Thoma Bravo’s cooperation disclosure requirement in the $1.2 billion Vitech loan shifts bargaining dynamics for future restructurings. Requiring lenders to report coordination attempts within three days or forfeit voting rights represents sponsor adaptation to increased creditor coordination. The 450 bps pricing with covenant-lite structure and PIK option reflects competitive market conditions where lenders balance returns against deployment pressure.

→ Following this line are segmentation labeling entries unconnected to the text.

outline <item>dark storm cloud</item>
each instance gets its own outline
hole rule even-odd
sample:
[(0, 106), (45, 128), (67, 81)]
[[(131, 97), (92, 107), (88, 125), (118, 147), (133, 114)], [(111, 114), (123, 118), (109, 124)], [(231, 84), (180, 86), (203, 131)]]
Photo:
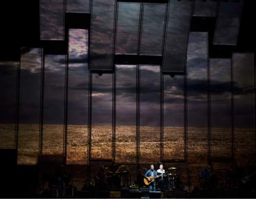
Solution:
[(232, 56), (234, 113), (236, 128), (254, 128), (254, 64), (253, 53)]
[(92, 3), (91, 66), (95, 69), (110, 69), (112, 67), (115, 1), (94, 0)]
[(207, 33), (189, 33), (187, 60), (188, 127), (207, 126)]
[(163, 4), (144, 4), (140, 54), (162, 55), (165, 9)]
[(63, 0), (40, 0), (40, 38), (64, 39)]
[(63, 124), (66, 56), (45, 57), (44, 123)]
[(193, 15), (215, 17), (216, 16), (217, 8), (217, 1), (196, 0)]
[(164, 70), (184, 69), (192, 4), (190, 1), (170, 1), (164, 53)]
[(88, 30), (70, 29), (69, 36), (68, 123), (87, 125)]
[(159, 127), (160, 67), (146, 65), (140, 67), (140, 123), (142, 126)]
[(237, 42), (243, 1), (222, 1), (214, 41), (216, 44), (236, 45)]
[(116, 53), (137, 53), (140, 6), (140, 3), (118, 3)]
[(39, 124), (42, 51), (41, 48), (22, 49), (19, 107), (20, 123)]
[(0, 62), (0, 123), (15, 123), (17, 62)]
[(66, 0), (67, 12), (90, 12), (90, 0)]

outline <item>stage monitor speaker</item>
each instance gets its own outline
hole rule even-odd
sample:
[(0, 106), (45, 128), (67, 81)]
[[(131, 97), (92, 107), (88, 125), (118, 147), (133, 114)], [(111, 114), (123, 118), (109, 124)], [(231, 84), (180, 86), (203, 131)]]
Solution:
[(121, 192), (120, 191), (110, 191), (110, 197), (121, 197)]
[(109, 198), (110, 192), (108, 191), (98, 191), (96, 192), (96, 197), (98, 198)]
[(141, 191), (131, 191), (129, 193), (130, 198), (140, 198), (141, 197)]
[(186, 191), (175, 191), (175, 197), (176, 198), (185, 198), (187, 197), (187, 192)]
[(161, 191), (150, 191), (150, 198), (160, 198)]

Capital is rotating toward new opportunities as software faces near-term uncertainty. Defense deals totaling over €650 million, Fortress targeting $4.5 trillion in CRE refinancing at 7-8% un-levered returns, and H.I.G. reporting distressed calls surging from monthly to daily demonstrate deployment alternatives emerging. Managers with software concentration face portfolio management questions as the sector navigates AI disruption. Those who accurately assess which businesses adapt successfully will drive performance dispersion over the next 24 months.